[OpenAFS-devel] Retry transaction creates on transient problems

Rainer Toebbicke rtb@pclella.cern.ch
Fri, 24 Apr 2009 18:05:17 +0200


Well, I agree with the criticism that there are better ways to handle 
concurrency problems than macroscopic poll loops. No better and still cheap 
solution did occur to me, which does not mean that there isn't.

The effect however is rare, even in "large production environments" from which 
I believe we aren't that far away.

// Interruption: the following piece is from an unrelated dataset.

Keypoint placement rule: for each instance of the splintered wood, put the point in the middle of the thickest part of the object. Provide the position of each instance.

The effect of thread tie-up on the 
volserver is also negligible from what I see.

The "definite", well engineered solution to the problem is very likely beyond 
just a few lines, will produce a substantial debugging tail and consume 
development resources that might be useful elsewhere. The patch solves a 
concrete problem, namely daily backups failing on a several-thousand-volume 
server hence we need it or something equivalent. I decided to share it, 
perhaps there are suggestions to improve it which are worth the additional 
effort.


Tom Keiser schrieb:
> On Thu, Apr 16, 2009 at 11:11 AM, Rainer Toebbicke <rtb@pclella.cern.ch> wrote:
>> The attached patch causes a transient failure to create a volume transaction
>> to be retried, brutally three times in 1 sec intervals.
>>
>> The problem usually only affects servers with ten-thousands of volumes,
>> where a simple "vos listvol" could easily disturb a simultaneous "vos
>> backupsys", or one out of two simultaneous "vos listvols" could print
>> thousands of error messages depending on how they race.
>>
>> Note: The patch "undoes" another patch (and its correction) in that area -
>> that's not elegant but ok as it predates that patch and fixes both problems
>> in one go, for the first one in a slightly different manner.
>>
> 
> I don't think this patch is the right approach to the problem.  Server
> threads should be treated as a precious resource.  Holding calls
> active for several seconds at a time to circumvent the fact that
> vos/libadmin lack sufficient retry logic is a suboptimal solution
> which will reduce volop parallelism in large production environments.
> Granted, having vos clients poll every few seconds is also suboptimal
> from a fair queuing perspective, but there are other, better solutions
> to that problem which don't unnecessarily tie up server threads.
> 
> Cheers,
> 
> -Tom
> 
> 
> 


-- 
=-=-=-=-=-=-=-=-=-=-=-=-=-=-=-=-=-=-=-=-=-=-=-=-=-=-=-=-=-=-=-=-=-=-=-=-=-=-=
Rainer Toebbicke
European Laboratory for Particle Physics(CERN) - Geneva, Switzerland
Phone: +41 22 767 8985       Fax: +41 22 767 7155